The scheduler overhead is reduced from 50%-70% down to about 1%
on a standalone system. The actual throughput is down from roughly
1000 cps to 950 cps, a reduction of only 5%!
[End of TCO 6.1.1449]
TCO-number: 6.1.1451
Written-by: NICHOLS Creation-date: 17-Jun-85 10:15:44
Edit-checked: No Document: No TCO-tested: No
Maintenance-release: No Hardware-related: No
Program: MONITOR
Routines-affected: D36COM
Problem: JSR BUGHLT in D36COM
Solution: Replace JSR BUGHLT with a real BUGHLT.
[End of TCO 6.1.1451]
TCO-number: 6.1.1452
Written-by: GROSSMAN Creation-date: 17-Jun-85 10:57:43
Edit-checked: No Document: No TCO-tested: No
Maintenance-release: No Hardware-related: No
Program: MONITOR
Routines-affected: PHYKNI
Problem: Symbols in PHYKNI that are related to SYSERR entries are wrong or
misleading.
Diagnosis: Wealth of confusion from CSSE error specs and SPEAR documents.
Solution: Change the symbol names to be more meaningful, also update the
appropriate figures.
[End of TCO 6.1.1452]
TCO-number: 6.1.1453
Written-by: GROSSMAN Creation-date: 17-Jun-85 11:08:02
Edit-checked: No Document: No TCO-tested: No
Maintenance-release: No Hardware-related: No
Program: MONITOR
Routines-affected: PHYKNI
Problem: NIA20 keep-alive routines do not always detect a dead KLNI.

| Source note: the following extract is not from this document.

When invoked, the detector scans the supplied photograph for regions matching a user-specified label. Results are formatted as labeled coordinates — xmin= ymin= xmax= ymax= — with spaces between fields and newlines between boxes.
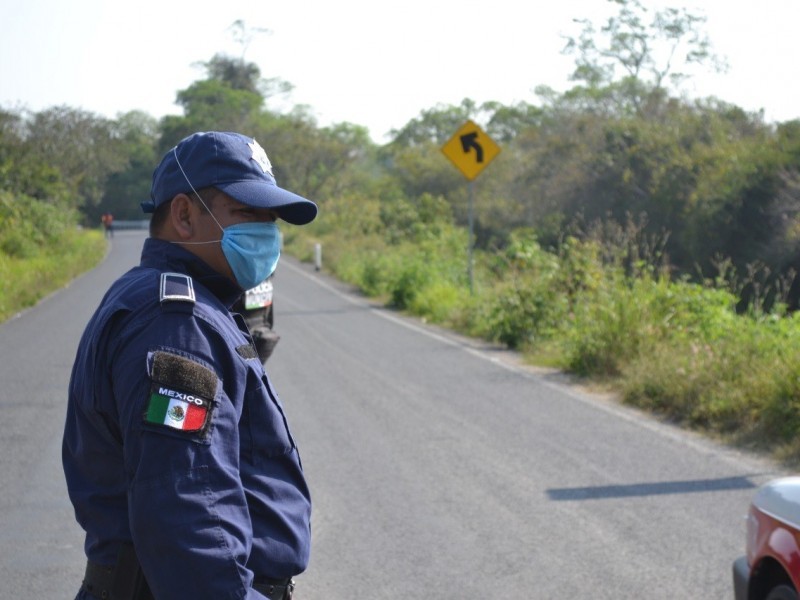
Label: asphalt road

Diagnosis: It is possible for the NIA20 to get messed up in such a way that
it no longer processes command queue entries. However, if there is a steady
stream of incoming datagrams, the NIA20 will be cause the KL to wake up and
process them. The incoming datagrams are treated just like regular command
responses. This fools PHYKNI into beleiving that the NIA20 is working just
fine, because it sees these responses frequently enough to keep the keep-
alive process happy. Unfortunately, the KLNI is not responding to commands
during this period, and things like transmits just hang forever.
Solution: Simplify the keep-alive process. ALWAYS give the KLNI a Read Station
Info command every five seconds. If that command is not processed within five
seconds, kill the KLNI and give a KNISTP BUGCHK.
[End of TCO 6.1.1453]
TCO-number: 6.1.1454
Written-by: MOSER Creation-date: 17-Jun-85 15:43:46
Edit-checked: No Document: No TCO-tested: No
Maintenance-release: No Hardware-related: No
Program: MONITOR
Routines-affected: GLOBS IPCF
Problem: Global subroutine MTAMES is unused.
Solution: Remove it.
[End of TCO 6.1.1454]
TCO-number: 6.1.1455
Written-by: MELOHN Creation-date: 18-Jun-85 12:05:20
Edit-checked: No Document: No TCO-tested: No
Maintenance-release: No Hardware-related: No
Program: MONITOR
Routines-affected: CTHSRV FILMSC GLOBS
Problem: COMND (and perhaps users) need a way to determine whether a
CTERM terminal supports the full CTERM implementation (like TOPS-20,
TOPS-10, DECnet-DOS, RSX) or just a limited, bug-filled implementation
(like VMS).
Diagnosis: The .MOCTM MTOPR% should return two different values; 1 if
the terminal in question is a True CTERM terminal, and 2 if the
terminal is a VMS CTERM terminal. Users may find this useful as well,
since many things don't work on VMS CTERM terminals, and will not
until VMS is fixed.
Solution: Do it.
[End of TCO 6.1.1455]
TCO-number: 6.1.1456
Written-by: LEACHE Creation-date: 18-Jun-85 13:12:30
Edit-checked: No Document: No TCO-tested: No
Maintenance-release: No Hardware-related: No
Program: Monitor
Routines-affected: STG
Problem: A few sites have insufficient IPCF or ENQ freepool space.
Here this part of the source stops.